WordPress Targets Premium Designers for Deletion - nickb
http://www.problognews.com/2008/12/wordpress-targets-premium-themes-for-deletion/
======
iamdave
Making the comparison of the WP Theme Directory to the iPhone App store was
just short of kitschy for the sake of relevance. There's a lot of differences
between the App Store and the WP Theme directory; the _only_ similarity
between the two is that as mentioned the relevant content (themes) link to the
central distribution hub.

But unlike the App Store, if you want a premium theme you can look elsewhere.
Distribution isn't a problem with themes. Some discerning developers have
found ways to deliver their own apps for the iPhone but the modus operandi is
to use iTunes.

Secondly, the spirit of WP is Open Source. Not so much with the App Store.
It's proprietary to Apple, applications that are built are the property of the
developers (to my knowledge, if the TOS says differently, someone correct me).
With WordPress themes, by the nature of GPL you are free to edit them to fit
your own needs.

So no, removing a theme from the directory is NOT akin to removing something
from the app store, and saying so is just wrongfully begging for some false
sense of relevance.

------
markbao
This makes sense. If you want free themes, you go to the main site. If you
want to buy themes, you go elsewhere. This situation is being overdramatised.
It's not like you can't get the premium theme anymore.

------
jfarmer
Automattic controls the core technology. I'd take a hint from Apple's playbook
and charge for the privilege of distribution.

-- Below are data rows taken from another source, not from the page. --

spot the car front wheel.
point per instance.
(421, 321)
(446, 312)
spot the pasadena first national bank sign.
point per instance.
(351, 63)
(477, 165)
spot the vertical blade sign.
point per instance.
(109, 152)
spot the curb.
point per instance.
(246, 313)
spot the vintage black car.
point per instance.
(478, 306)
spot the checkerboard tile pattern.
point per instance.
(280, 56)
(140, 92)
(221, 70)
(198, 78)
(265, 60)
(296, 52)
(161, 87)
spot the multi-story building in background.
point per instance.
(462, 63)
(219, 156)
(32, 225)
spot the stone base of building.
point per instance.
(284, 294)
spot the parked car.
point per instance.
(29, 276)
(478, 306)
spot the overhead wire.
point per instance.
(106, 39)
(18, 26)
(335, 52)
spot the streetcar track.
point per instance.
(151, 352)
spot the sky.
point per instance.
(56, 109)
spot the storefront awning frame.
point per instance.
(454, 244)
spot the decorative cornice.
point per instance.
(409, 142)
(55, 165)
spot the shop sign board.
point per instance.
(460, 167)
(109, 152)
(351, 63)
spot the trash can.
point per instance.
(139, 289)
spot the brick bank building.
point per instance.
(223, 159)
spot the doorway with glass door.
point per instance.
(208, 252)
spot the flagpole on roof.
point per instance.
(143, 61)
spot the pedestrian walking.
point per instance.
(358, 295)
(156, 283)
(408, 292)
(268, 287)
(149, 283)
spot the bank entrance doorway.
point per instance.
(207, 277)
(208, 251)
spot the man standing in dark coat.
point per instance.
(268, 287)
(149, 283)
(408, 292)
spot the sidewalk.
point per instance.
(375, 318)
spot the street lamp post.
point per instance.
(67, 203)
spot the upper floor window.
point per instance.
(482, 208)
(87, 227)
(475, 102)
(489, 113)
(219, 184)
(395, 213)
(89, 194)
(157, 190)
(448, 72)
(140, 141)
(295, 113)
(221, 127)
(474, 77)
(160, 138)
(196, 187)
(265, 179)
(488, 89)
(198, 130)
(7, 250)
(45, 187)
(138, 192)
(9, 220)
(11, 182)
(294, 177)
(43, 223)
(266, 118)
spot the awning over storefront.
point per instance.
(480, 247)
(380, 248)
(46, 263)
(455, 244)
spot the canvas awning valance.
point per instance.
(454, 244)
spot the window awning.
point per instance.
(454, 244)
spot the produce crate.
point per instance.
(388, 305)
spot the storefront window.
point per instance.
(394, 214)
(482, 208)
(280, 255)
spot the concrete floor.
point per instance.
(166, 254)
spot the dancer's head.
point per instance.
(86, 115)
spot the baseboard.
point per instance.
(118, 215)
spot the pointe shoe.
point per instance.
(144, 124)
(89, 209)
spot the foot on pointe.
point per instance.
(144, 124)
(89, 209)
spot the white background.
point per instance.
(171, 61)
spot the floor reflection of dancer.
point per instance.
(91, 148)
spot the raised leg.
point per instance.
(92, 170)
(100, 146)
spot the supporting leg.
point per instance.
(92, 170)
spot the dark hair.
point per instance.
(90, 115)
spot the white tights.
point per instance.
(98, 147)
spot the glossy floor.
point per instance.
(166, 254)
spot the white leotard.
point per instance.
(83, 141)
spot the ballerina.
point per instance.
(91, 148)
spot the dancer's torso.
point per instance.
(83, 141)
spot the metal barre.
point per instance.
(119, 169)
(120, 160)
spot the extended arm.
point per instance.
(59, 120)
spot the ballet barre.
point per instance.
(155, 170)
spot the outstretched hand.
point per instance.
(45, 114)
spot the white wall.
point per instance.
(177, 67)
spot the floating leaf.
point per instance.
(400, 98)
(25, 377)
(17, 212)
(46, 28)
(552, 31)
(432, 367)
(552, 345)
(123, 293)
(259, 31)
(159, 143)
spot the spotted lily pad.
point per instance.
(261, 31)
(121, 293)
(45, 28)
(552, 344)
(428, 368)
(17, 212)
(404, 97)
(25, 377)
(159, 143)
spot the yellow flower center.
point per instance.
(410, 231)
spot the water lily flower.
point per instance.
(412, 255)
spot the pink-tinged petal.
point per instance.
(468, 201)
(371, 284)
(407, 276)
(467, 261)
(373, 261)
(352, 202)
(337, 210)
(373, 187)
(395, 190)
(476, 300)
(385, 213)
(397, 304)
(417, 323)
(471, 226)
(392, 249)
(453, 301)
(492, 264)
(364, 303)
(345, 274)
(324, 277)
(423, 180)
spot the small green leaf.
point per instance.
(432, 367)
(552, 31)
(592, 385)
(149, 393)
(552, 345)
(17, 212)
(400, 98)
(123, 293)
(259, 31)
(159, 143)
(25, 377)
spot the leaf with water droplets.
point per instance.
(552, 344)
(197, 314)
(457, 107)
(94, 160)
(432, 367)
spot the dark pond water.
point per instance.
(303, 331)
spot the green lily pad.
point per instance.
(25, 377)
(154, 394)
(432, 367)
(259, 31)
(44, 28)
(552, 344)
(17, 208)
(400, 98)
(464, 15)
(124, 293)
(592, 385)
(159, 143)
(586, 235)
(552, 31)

Free themes get free distribution, "premium" themes pay.

Seems like everyone wins in that case. Am I missing something?

------
wmf
I can understand the support business model for software, but selling support
for blog themes? It sounds like Matt might be herding the theme designers off
a cliff.

------
ctingom
Most of the themes I've found and used have been through searches on Google.